FinancialWeek: Super-Premium Shares "Big Drop in Money-Market Fees". Following up on Crane Data's July Money Fund Intelligence article "How Low Can Money Fund Expenses Go?", this week's Financial Week writes on the "Big drop in money-market fees". "With corporate finance execs and institutional asset managers shopping around for the best deals on money-market funds, expense ratios are falling to new lows. And a new segment of money-market funds is cropping up as a result, catering to the so-called super-premium end of the market". The article quotes Peter Crane, "As investors use more money funds and become more yield sensitive, the money is getting hotter. And that money moving around is causing a lot of companies that heretofore could bank on their good name or credit quality to ask 'Can we afford to have 20 basis points as our lowest-cost institutional money fund?'." It mentions the recent introduction of Wells Fargo Advantage Cash Inv MM Select and new filings for UBS and State Street funds.
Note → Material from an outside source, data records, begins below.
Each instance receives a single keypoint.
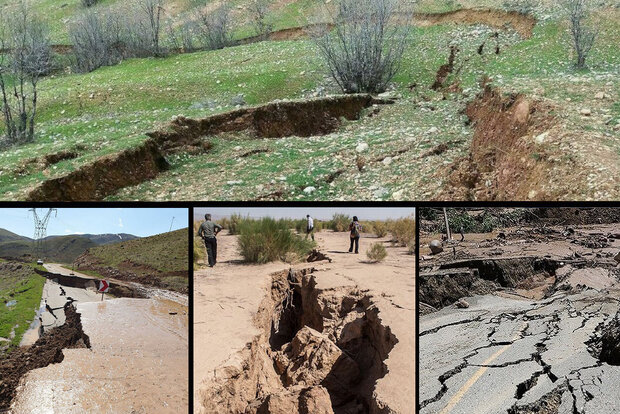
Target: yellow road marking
(461, 392)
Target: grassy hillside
(112, 108)
(20, 284)
(160, 260)
(63, 249)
CNNMoney.com's "Safe havens for risky times" says "safe-haven investments are growing more appealing to some analysts, who say the market has gotten ahead of itself and is due for a correction". The article includes a section on "Cash", saying "With the fed funds rate at 5.25 percent, it's fairly easy to find a high-yield savings account paying 5 percent, according to Peter Crane, president of Crane Data, a firm that tracks money market mutual funds and other cash investments.... [E]veryday investors looking to beef up their cash reserves will probably want to opt for money market mutual funds or bank savings accounts".
Blog Cites Crane Data on Fidelity Cash Reserves Topping $100 Billion. Steve Syre's Boston Capital Blog writes "Fidelity money market fund tops $100 billion". The Boston Globe columnist says in a Friday post, "The largest mutual fund at Fidelity Investments doesn't invest in stock or bonds. Fidelity Cash Reserves, the giant money market fund, has been the company's biggest product for some time. Now, Peter Crane of Crane Data reports in this website post that Fidelity Cash Reserves has crossed the $100 billion threshold for assets under management.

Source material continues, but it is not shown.